COMS W4118: Operating Systems I

Dept. of Computer Science, Columbia University

Spring 2013 — Kaustubh Joshi

Homework 2

Homework 2 is due Monday 3/4 at 12:01 AM ET.

Errata/Additions:

  1. In Section II of the programming assignment, you are being asked to pass several arrays to the kernel. You should not copy these arrays into a local array defined in your syscall function (why?). Allocate memory for them dynamically using kmalloc. Be sure to make sure you free everything you allocate even if your syscalls return through an error codepath. Also remember that the mallocing can cause your code to be put to sleep.
  2. This programming assignment may have several places where we ask the question (why?) in parentheses. In your written assignment, you can answer these questions for extra credit (up to 5 points per why?). Your answer must be your own - do not copy your groupmate's answer.
  3. Several of you have asked about how to find the pid based on the process name for processes such as ksoftirqd. We're not asking you to ensure that your program works with kernel threads (would it make sense to color them?), but you should ensure that any user level process can be identified correctly. To make things simpler still, you can assume that we will not test your code with any preexisting process owned by root (except /bin/sh or any test programs we run as root).
  4. Clarification: because Linux doesn't distinguish between processes and threads during task management, your syscall must work correctly even if it is passed a thread id (tid) instead of a process id (pid). The thread id's of a process's threads can be viewed from the /proc/<pid>/task directory. The correct behavior in this case is to assign the color to all the threads of the process containing the thread. Note however, that your test programs are not required to support identifying a process through one of its thread ids.
  5. Several people have asked about the rationale behind clearing a process's color after a vfork. Well, what you've been asked to do in the assignment is a simplification. In a full fledged system that implements an approach like colors, a new process would be allowed to loose its color only after it executes one of the exec calls. In the extra credit portion (the why?), you may answer why it is permissible for a process to loose its color after an exec.
  6. Important update to submission instructions: When submitting your programming assignment, please include the binaries of all test programs in your submission. Also, in addition to the patch you are required to submit (which contains your entire commit history), you should also submit a diff of your current code against a clean version of the kernel. To produce such a diff, use the following command: git diff hw2_clean.. > groupN_hw2.diff Submit both the .patch and .diff files, but check only the diff file using the checkpatch.pl script.

All written problems in this assignment are to be done alone, while the programming assignment is a group assignment. Submit the written and programming assignments separately using the instructions on the homeworks page. Periodically check back on the course page for any errata or updates to submission instructions.

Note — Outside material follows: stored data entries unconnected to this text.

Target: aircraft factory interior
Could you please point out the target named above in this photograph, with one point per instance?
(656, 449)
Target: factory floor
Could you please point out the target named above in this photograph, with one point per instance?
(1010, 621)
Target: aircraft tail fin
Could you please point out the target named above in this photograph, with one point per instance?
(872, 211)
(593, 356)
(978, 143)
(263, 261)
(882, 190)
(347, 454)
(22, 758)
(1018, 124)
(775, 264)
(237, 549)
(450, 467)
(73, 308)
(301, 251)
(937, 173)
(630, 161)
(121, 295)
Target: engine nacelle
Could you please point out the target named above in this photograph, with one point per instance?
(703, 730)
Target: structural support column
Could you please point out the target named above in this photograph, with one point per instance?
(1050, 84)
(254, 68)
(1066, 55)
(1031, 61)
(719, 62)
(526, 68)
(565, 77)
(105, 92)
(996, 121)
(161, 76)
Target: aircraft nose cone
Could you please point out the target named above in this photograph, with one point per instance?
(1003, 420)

Written Assignment (40 pts)

Exercise numbers X.Y refer to the exercise problem Y in Chapter X in the course textbook, Operating Systems Concepts 9e. Each problem is worth 5 points. Make your answers concise. You'll lose points for verbosity. Your written assignment directory should contain a single ASCII file called hw2.txt with your solutions and a completed teammate evaluation form for the programming assignment.

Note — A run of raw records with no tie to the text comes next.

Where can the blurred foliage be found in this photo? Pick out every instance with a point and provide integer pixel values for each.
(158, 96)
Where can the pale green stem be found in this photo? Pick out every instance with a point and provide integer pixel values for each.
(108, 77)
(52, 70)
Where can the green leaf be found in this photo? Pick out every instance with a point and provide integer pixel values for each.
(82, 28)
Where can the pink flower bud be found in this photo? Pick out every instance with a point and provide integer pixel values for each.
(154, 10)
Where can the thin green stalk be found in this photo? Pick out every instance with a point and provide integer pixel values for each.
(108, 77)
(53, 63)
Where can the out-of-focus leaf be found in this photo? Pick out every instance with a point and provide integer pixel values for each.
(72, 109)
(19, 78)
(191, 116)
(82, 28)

  1. 3.11: Explain the role of the init process on UNIX and Linux systems in regards to process termination.

  2. 3.17: Using the program shown below, explain what the output will be at lines X and Y and why. 

        #define SIZE 5
    int nums[SIZE] = {0,1,2,3,4};

    int main() {
        int i ;
        pid_t pid;

        pid = fork();

        if (pid == 0) {
            for (i = 0; i < SIZE; i++) {
                nums[i] *= -i;
                printf("CHILD: %d ", nums[i]); /* LINE X */
            }
        } else if (pid > 0) {
            wait(NULL);
            for (i = 0; i < SIZE; i++) {
                printf("PARENT: %d ", nums[i]); /* LINE Y */
            }
        }
    }

  3. 3.15: Give an example of a situation in which ordinary pipes are more suitable than named pipes and an example of a situation in which named pipes are more suitable than ordinary pipes.

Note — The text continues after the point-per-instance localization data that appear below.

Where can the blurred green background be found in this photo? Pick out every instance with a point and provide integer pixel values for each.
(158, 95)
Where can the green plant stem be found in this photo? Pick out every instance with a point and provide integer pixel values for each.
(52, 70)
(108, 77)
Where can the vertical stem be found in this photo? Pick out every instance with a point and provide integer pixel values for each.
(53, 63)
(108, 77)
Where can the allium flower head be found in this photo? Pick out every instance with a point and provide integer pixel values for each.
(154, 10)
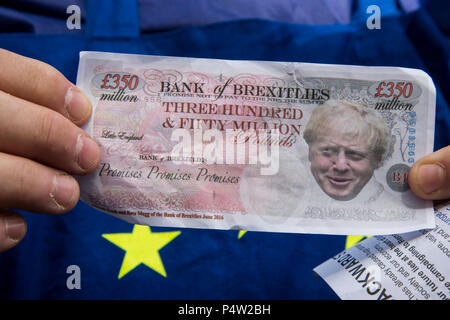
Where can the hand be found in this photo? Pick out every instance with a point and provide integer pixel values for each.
(429, 177)
(40, 142)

  4. 3.16: Consider the RPC mechanism. Describe the undesirable consequences that could arise from not enforcing either the “at most once” or “exactly once” semantic. Describe possible uses for a mechanism that has neither of these guarantees.

  5. 3.18: What are the benefits and the disadvantages of each of the following? Consider both the system level and the programmer level.

    1. Synchronous and asynchronous communication
    2. Automatic and explicit buffering
    3. Send by copy and send by reference
    4. Fixed-sized and variable-sized messages

  6. 4.7: Under what circumstances does a multithreaded solution using multiple kernel threads provide better performance than a single-threaded solution on a single-processor system?

  7. 4.15: Consider the following code fragment: 

        pid t pid;
    pid = fork();
    if (pid == 0) { /* child process */
        fork();
        thread_create( . . .);
    }
    fork();
    1. How many unique processes are created?
    2. How many unique threads are created?

  8. Read 4.22 about how to compute π (Pi) using Monte-Carlo simulations. The following is a single threaded program (without much error checking) to compute π. You need to convert this program into a multithreaded program that is optimized for a quad-core system. But the catch is that you are not allowed to use locks, mutexes, or any other synchronization primitives. How will you ensure the correctness of your program? (Note: you don't need add comprehensive error checking. Just make sure your solution is free of race conditions.) 

        #include <stdio.h>
    #include <stdlib.h>
    #include <stdint.h>
    #include <time.h>
    #include <math.h>

    uint64_t hit;
    uint64_t run;

    int main(int argc, char* argv[]) {
        /* Seed the random number generator */
        srand(time(NULL));

        for (run = 0; run < UINT32_MAX; run++) {
            double x = (double)rand()/(double)RAND_MAX;
            double y = (double)rand()/(double)RAND_MAX;
            if (sqrt(x*x + y*y) <= 1) {
                hit++;
            }
        }
        printf("Pi is %f\n", 4*(double)hit/(double)run);
    }

Group Programming Assignment: Colors (60 pts)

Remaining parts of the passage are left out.